Search code examples
snakemake

How to skip intermediate rules with ancient?


I want to skip intermediate rules if their output file already exists.

For example, I want to skip the second rule if it ran before in this basic Snakefile:

rule third:
    input:
        "b",
        "c"
    output: "d"
    shell: "touch {output}"

rule second:
    input: ancient("b")
    output: "c"
    shell: "touch {output}"

rule first:
    input: "a"
    output: "b"
    shell: "touch {output}"

After touching a, this pipeline works fine.

When I touch a again, I would expect that the second rule will be skipped, as the input is flagged as ancient. This is not what happens, instead the while pipeline is run again.

Flagging c in the third rule instead of b in the second rule as ancient also has no effect.
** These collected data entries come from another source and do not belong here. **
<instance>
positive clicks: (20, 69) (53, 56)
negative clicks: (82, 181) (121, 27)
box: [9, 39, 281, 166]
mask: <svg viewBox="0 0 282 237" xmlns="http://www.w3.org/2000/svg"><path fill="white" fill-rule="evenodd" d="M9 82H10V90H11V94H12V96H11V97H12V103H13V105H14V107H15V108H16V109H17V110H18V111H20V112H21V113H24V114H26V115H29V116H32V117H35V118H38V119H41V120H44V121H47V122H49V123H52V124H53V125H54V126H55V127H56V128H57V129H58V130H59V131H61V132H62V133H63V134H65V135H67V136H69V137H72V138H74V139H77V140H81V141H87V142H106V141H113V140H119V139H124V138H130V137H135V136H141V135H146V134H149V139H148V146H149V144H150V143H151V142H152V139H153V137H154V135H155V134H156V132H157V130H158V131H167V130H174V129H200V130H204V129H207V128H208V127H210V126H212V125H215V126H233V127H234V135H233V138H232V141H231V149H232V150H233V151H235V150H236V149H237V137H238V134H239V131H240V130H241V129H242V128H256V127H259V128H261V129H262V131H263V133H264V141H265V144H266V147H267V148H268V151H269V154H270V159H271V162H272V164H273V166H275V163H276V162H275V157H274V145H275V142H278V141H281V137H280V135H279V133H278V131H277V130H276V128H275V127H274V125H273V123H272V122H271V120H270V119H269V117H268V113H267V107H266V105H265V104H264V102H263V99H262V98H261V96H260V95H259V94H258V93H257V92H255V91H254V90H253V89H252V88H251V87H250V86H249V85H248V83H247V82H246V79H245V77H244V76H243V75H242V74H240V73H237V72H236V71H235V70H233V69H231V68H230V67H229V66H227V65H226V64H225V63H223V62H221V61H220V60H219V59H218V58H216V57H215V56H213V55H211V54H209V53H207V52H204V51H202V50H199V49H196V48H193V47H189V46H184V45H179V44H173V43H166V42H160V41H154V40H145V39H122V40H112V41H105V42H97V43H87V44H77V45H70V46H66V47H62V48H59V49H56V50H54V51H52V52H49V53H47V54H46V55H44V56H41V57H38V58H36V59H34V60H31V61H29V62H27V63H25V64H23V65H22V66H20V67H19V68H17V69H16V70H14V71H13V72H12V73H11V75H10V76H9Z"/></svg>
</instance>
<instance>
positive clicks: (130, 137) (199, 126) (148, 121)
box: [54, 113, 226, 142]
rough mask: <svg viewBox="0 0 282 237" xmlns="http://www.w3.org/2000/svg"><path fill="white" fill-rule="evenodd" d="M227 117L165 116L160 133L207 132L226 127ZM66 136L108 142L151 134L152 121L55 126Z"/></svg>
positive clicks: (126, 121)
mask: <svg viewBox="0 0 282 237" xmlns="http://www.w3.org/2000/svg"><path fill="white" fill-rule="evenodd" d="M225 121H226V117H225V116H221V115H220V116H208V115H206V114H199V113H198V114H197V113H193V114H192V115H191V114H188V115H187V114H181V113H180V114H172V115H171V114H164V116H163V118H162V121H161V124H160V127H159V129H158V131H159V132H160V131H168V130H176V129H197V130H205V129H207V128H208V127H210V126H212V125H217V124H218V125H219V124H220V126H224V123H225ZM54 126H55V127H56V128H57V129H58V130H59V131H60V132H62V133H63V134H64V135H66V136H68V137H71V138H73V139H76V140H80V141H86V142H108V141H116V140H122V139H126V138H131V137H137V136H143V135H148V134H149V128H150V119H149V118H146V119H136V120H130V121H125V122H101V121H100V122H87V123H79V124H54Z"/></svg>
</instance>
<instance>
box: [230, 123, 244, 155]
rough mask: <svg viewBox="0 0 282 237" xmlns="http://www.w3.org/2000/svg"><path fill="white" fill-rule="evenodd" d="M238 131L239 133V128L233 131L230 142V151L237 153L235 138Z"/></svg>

Update: Using the suggestion, I updated the Snakefile to skip the second rule if it ran before (and is not forced):

ruleorder: cached_c > second

rule third:
    input:
        "b",
        "c"
    output: "d"
    shell: "touch {output}"

rule second:
    input: "b"
    output:
        c = "c"
    shell: '''
    touch {output.c}
    cp {output.c} cache
    '''

rule cached_c:
    input: "cache"
    output: "c"
    shell: "cp {input} {output}"

rule first:
    input: "a"
    output: "b"
    shell: "touch {output}"

Solution

  • Why are you assuming that the second rule would be skipped? The ancient modifier does the opposite:

    For determining whether output files have to be re-created, Snakemake checks whether the file modification date (i.e. the timestamp) of any input file of the same job is newer than the timestamp of the output file. This behavior can be overridden by marking an input file as ancient. The timestamp of such files is ignored and always assumed to be older than any of the output files

    So instead of always skipping the rule you are always running it, even if nothing has changed.

    The fact that the rule has a dependency means that you expect the output of this rule to be reevaluated whenever the input is changed. You may break this dependency manually by creating a separate rule that gets it's input from cache. The cached version has to have no dependencies (thus would never be reevaluated), and you may manually copy the files whenever you decide they are good enough for being cached.

    One alternative is to copy the files into the cache directory automatically after each successful run (or before each run if you find the artefacts): https://snakemake.readthedocs.io/en/stable/snakefiles/rules.html#onstart-onsuccess-and-onerror-handlers

    onsuccess:
        # Copy your files here
    

    Update: The quote from the Snakemake reference that I provided in my message is ambiguous, and could be understood in two ways. It doesn't say however what does Snakemake do with the timestamps of ancient inputs linking them to other rules that may affect this file.

    Regarding caching, personally I haven't touched the Between workflow caching, but that is not what I meant. Snakemake has no idea whether the changed source would affect the cached file unless it reevaluates the file and compares the hashes. If you wish to avoid that (and you are pretty sure that the change in the source wouldn't affect the rest of the pipeline), you may create two separate branches to create a target. For example, in your case you need a file called c: I advise you to have two separate rules for that: the first takes b as an input, the other takes cached_b. You need to disambiguate these two rules with rulesorder giving the cached version priority. The strategy how this cached_b is being created is up to you: either manualy copy b to cached_b or a script that is being run onsuccess.